Monday, Aug. 22, 1983
Army Maneuver
Wickham spreads the blame
As senior military adviser to Secretaries of Defense over the years, Army General John A. Wickham Jr. learned much about the ways of Washington. For example: there are times when the military is expected to shoulder full responsibility for its snafus, and there are other times when it makes sense to spread the blame around. Last week, in his first meeting with reporters since being made Army Chief of Staff in June, Wickham deemed the climate right for straight talk. In any fair-minded parceling out of responsibility for the military's mounting problems with weapons systems that cost shockingly more than planned and still do not work, said Wickham, full shares should be assigned to both U.S. industry and the U.S. Congress.

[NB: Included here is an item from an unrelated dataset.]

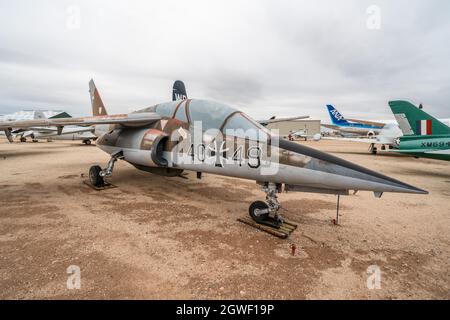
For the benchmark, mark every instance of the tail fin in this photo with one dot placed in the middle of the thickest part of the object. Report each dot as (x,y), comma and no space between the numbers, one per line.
(179,91)
(336,117)
(414,121)
(98,108)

The general blamed private industry for turning out weapons and other equipment riddled with faulty materials and shoddy workmanship. "There are some things I can get emotional about, and quality control is one of them," he said. "The Department of Defense could save billions if we could have better quality assurance." The failure of contractors to deliver on such assurances, Wickham said, has plagued everything from weapons systems to the most mundane materiel. The electronic weaponry of the Patriot ground-to-air missile was so failure-prone that the Army has decided to stop testing it for now. Until recently the Copperhead guided artillery projectile was beset with targeting problems. Even fatigue uniforms are not immune: one shipment shrank on being laundered.

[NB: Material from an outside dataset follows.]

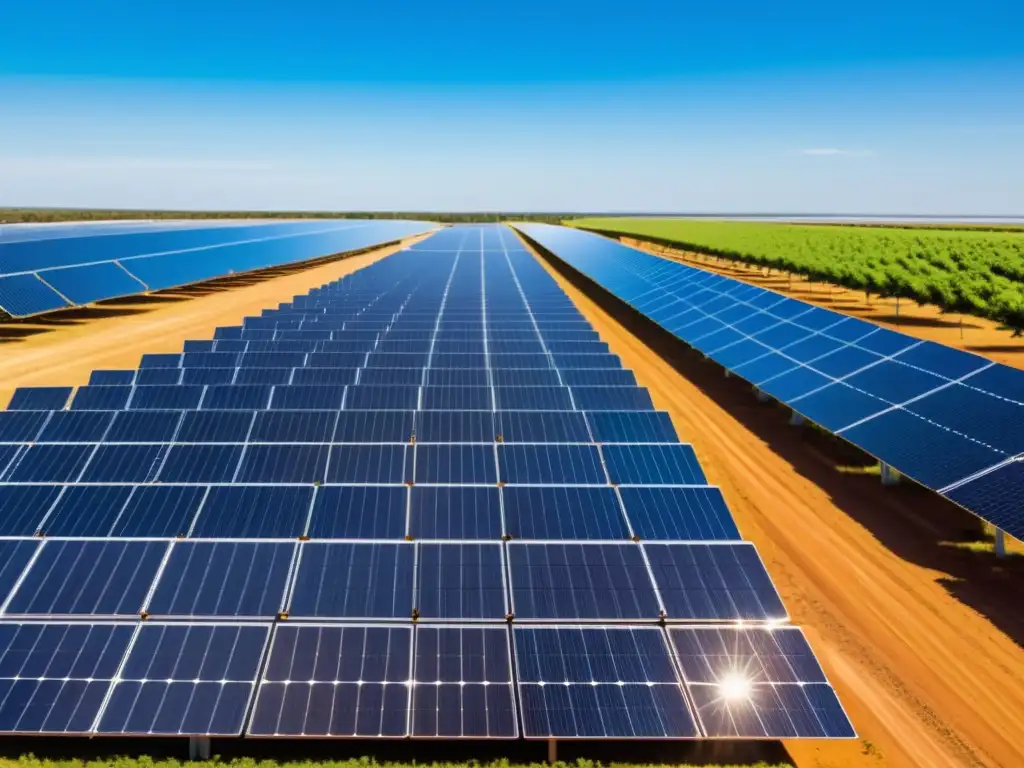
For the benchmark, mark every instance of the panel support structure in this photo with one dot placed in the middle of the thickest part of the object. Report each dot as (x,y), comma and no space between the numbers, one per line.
(889,475)
(199,748)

The weapons system whose testing has recently caused the most embarrassment to the Army is the Pershing II missile, which is scheduled for deployment in West Germany four months from now but has failed in five of its 16 experimental firings. Every one of the misfires, Wickham charged, was the result of quality-control problems. Pershing's contractor is the Martin Marietta Corp., with headquarters in Bethesda, Md. Army officials familiar with the program explained that the most recent test, on July 27, was botched because of improperly placed shims, or washers, in the hot-thrust section of the missile. Glitches that have caused other failures include a faulty hydraulic pump and a misplaced wire that led to a short circuit. Officials of Martin Marietta declined to respond to Wickham's blast.
Turning to Congress, Wickham accused the legislative branch of having "aggravated" problems surrounding another of the Army's headache projects, the M-1 Abrams tank. Deliveries of the AGT-1500C turbine engines for the huge (120,023-lb.) vehicles have been so slow that the Army has been forced to cannibalize the power plants of field-tested units and use them on tanks coming off the production line. Under Secretary of the Army James R. Ambrose estimates that this rip-out process has cost "well over a million dollars so far." Yet a House-Senate conference committee refused to allow the Army to choose a second manufacturer. The apparent reason: members bowed to pressures from New England legislators to keep the jobs dependent on it with the current contractor, Avco Corp.'s Lycoming Division in Stratford, Conn.
The Army's agreement with Avco contains no penalty clauses for late delivery, a loophole Wickham called "a contract deficiency." Moreover, the Army waited so long before even considering the possibility of going to a second supplier that, given the two to three years start-up time, it may now be too late.
Noting that both Wickham and Ambrose were appointed by the White House, one Army officer summed up: "The Administration is shooting rubber bullets at Congress and the contractors. Nothing very lethal is involved."